Young notes, however, that no Minnesota court has extended the sophisticated intermediary defense to employer/employee relationships and, as a result, the defense has been implicitly restricted in Minnesota. See id. (noting that some courts, including the Fifth Circuit and a federal district court in Minnesota, “have been reluctant to extend the rationale of the sophisticated user defense to sophisticated intermediaries”).
Given the current state of the law, I agree. The Minnesota Supreme Court’s recent reluctance to define the full applicability or scope of the sophisticated intermediary defense, id. at 278-79, coupled with the infrequency with which the defense is applied by other jurisdictions in the employer/employee context, suggests that the sophisticated intermediary defense does not apply to this case.
Even if the defense was applicable, Pollock has failed to show that it exercised reasonable care in relying upon the AEC to give a warning to end users. Pollock is able to reference no record evidence that Pollock actually warned AEC of the danger for unexpected activation, or that it acted in a manner reasonably calculated to assure that AEC might be made aware of the danger that the die changer could be unexpectedly activated. See id. at 278 (stating that, when determining if the supplier exercised reasonable care, courts look to “whether the supplier acted in a manner reasonably calculated to assure [ ] that the necessary information would be passed on to the ultimate handlers of the product”).
Young’s resulting injury was a foreseeable consequence of Pollock’s failure to warn about the risk of, and potential for, unexpected activation. Moreover, causation was certainly a jury question and should not be ruled upon under summary judgment. Accordingly, I would reverse on both the failure to warn and defective design claims and remand for trial.
. The district court also cited industry-wide safety standards promulgated by the American National Standards Institute ("ANSI”) to relieve Pollock of its duty to warn that the die' changer could be unexpectedly activated. However, no Minnesota case has employed ANSI standards to define the scope of a product manufacturer’s duty to warn of foreseeable dangers associated with the use of its product. See Westbrook v. Marshalltown Mfg. Co., 473 N.W.2d 352, 358 (Minn.Ct.App.1991) (noting that the trial court, correctly, "did not substitute ANSI and OSHA standards for case law duty analysis”).

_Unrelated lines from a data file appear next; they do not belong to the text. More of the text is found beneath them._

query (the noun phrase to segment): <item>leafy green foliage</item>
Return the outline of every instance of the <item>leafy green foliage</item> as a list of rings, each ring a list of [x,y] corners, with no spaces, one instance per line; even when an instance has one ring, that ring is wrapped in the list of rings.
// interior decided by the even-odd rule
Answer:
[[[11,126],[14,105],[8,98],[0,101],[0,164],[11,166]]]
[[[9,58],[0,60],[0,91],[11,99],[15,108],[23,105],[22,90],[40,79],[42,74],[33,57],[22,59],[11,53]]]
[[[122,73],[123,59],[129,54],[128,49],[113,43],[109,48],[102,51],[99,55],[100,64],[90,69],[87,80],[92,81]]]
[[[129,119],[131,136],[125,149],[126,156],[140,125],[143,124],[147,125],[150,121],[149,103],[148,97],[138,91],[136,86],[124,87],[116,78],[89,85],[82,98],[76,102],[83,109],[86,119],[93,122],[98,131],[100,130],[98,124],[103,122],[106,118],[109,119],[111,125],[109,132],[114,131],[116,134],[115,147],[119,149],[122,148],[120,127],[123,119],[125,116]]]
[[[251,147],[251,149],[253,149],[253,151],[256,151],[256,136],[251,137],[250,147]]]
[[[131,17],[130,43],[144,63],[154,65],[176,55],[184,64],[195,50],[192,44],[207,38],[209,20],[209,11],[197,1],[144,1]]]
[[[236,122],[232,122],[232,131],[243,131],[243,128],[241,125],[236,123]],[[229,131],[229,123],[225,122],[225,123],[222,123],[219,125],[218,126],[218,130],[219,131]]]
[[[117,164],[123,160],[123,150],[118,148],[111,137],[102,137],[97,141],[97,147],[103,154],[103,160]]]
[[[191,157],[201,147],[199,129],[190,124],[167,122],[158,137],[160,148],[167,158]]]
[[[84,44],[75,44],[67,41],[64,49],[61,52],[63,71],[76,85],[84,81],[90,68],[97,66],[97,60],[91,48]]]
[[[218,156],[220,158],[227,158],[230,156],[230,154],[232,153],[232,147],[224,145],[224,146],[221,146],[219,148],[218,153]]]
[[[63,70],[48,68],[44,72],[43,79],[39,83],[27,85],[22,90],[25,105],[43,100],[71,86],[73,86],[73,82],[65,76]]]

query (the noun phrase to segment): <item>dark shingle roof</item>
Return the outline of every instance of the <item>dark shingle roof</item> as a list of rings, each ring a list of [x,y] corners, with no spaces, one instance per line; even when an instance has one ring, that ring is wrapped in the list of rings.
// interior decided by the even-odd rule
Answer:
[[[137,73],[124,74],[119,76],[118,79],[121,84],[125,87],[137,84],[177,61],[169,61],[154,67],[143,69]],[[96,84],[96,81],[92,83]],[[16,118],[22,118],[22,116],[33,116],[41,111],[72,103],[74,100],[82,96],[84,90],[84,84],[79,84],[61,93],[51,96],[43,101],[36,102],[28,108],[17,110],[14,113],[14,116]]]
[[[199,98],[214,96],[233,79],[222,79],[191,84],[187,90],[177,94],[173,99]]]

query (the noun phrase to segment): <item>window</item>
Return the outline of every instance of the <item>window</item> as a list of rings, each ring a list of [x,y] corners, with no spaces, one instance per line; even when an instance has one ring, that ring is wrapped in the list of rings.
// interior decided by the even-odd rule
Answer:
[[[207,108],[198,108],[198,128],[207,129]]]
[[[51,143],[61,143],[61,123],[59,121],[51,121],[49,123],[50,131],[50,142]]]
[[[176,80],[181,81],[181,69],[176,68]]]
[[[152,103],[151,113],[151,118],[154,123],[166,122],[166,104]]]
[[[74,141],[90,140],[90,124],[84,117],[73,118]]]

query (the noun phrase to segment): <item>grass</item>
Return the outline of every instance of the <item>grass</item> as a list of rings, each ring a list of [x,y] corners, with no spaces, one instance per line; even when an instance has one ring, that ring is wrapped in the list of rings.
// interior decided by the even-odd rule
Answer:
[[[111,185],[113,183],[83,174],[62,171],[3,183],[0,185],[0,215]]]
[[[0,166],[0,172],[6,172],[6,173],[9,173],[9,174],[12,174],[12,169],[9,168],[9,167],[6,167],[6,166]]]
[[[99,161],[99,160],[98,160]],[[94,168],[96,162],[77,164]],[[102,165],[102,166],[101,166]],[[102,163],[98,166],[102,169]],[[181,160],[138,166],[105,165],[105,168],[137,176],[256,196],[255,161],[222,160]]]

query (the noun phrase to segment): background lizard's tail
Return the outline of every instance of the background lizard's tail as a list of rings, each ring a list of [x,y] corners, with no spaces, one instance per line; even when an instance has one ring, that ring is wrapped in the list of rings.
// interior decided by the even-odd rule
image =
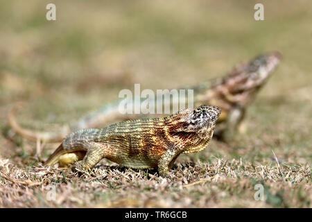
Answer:
[[[12,129],[17,133],[21,135],[24,137],[37,142],[38,139],[46,142],[61,142],[64,137],[69,134],[69,130],[65,127],[60,130],[61,133],[53,133],[48,132],[37,132],[28,129],[23,128],[17,123],[15,117],[16,111],[21,107],[21,103],[17,103],[13,105],[8,114],[8,123]]]
[[[63,144],[61,144],[58,148],[52,153],[48,160],[44,163],[44,166],[53,166],[58,161],[59,157],[67,153],[64,149]]]

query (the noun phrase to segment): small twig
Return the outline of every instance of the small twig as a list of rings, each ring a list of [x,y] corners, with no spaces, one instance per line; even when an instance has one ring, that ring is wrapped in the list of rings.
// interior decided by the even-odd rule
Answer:
[[[196,182],[192,182],[192,183],[190,183],[190,184],[188,184],[188,185],[185,185],[183,186],[183,187],[188,187],[193,186],[195,185],[198,185],[199,183],[202,183],[202,182],[210,180],[213,179],[218,174],[215,174],[215,175],[214,175],[214,176],[208,178],[200,179],[198,181],[196,181]]]
[[[8,176],[7,174],[4,173],[3,172],[0,171],[0,174],[1,175],[1,176],[5,178],[6,180],[8,180],[14,183],[18,183],[18,184],[21,184],[23,185],[26,185],[28,187],[33,187],[33,186],[37,186],[40,185],[42,183],[42,182],[31,182],[29,180],[17,180],[15,178],[11,178],[10,176]]]
[[[279,160],[277,160],[277,157],[275,155],[275,153],[274,153],[273,150],[272,150],[272,152],[273,153],[274,157],[275,158],[275,161],[277,164],[277,171],[279,171],[279,173],[281,173],[284,176],[283,171],[281,171],[281,165],[279,165]]]

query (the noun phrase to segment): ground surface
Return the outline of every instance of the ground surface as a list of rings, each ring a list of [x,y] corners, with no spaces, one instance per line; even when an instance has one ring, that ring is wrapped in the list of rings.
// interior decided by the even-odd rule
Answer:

. At least one Minnesota case has applied 29 C.F.R. § 1910.217(c)(l)(i) in the context of a manufacturer's duty to warn of foreseeable dangers associated with the use of a component product. See Huber v. Niagara Mach. & Tool Works, 430 N.W.2d 465, 468 (Minn.1988).
. Many jurisdictions have adopted the principle that if a plaintiff is not warned of a particular risk, a rebuttable presumption arises that a proper warning would have been heeded, thereby establishing causation. See, e.g., Golonka v. Gen. Motors Corp., 204 Ariz. 575, 65 P.3d 956, 967-72 (2003); Coward v. Owens-Coming Fiberglas Corp., 729 A.2d 614, 621-22 (1999); Coffman v. Keene Corp., 133 N.J. 581, 628 A.2d 710, 716-21 (1993); House v. Armour of America, Inc., 929 P.2d 340, 347 (Utah 1996). But see Tuttle v. Lorillard Tobacco Co., 377 F.3d 917, 925 (8th Cir.2004) (stating that, in its view, the court did not think Minnesota “would adopt the rebuttable presumption” in the case presented).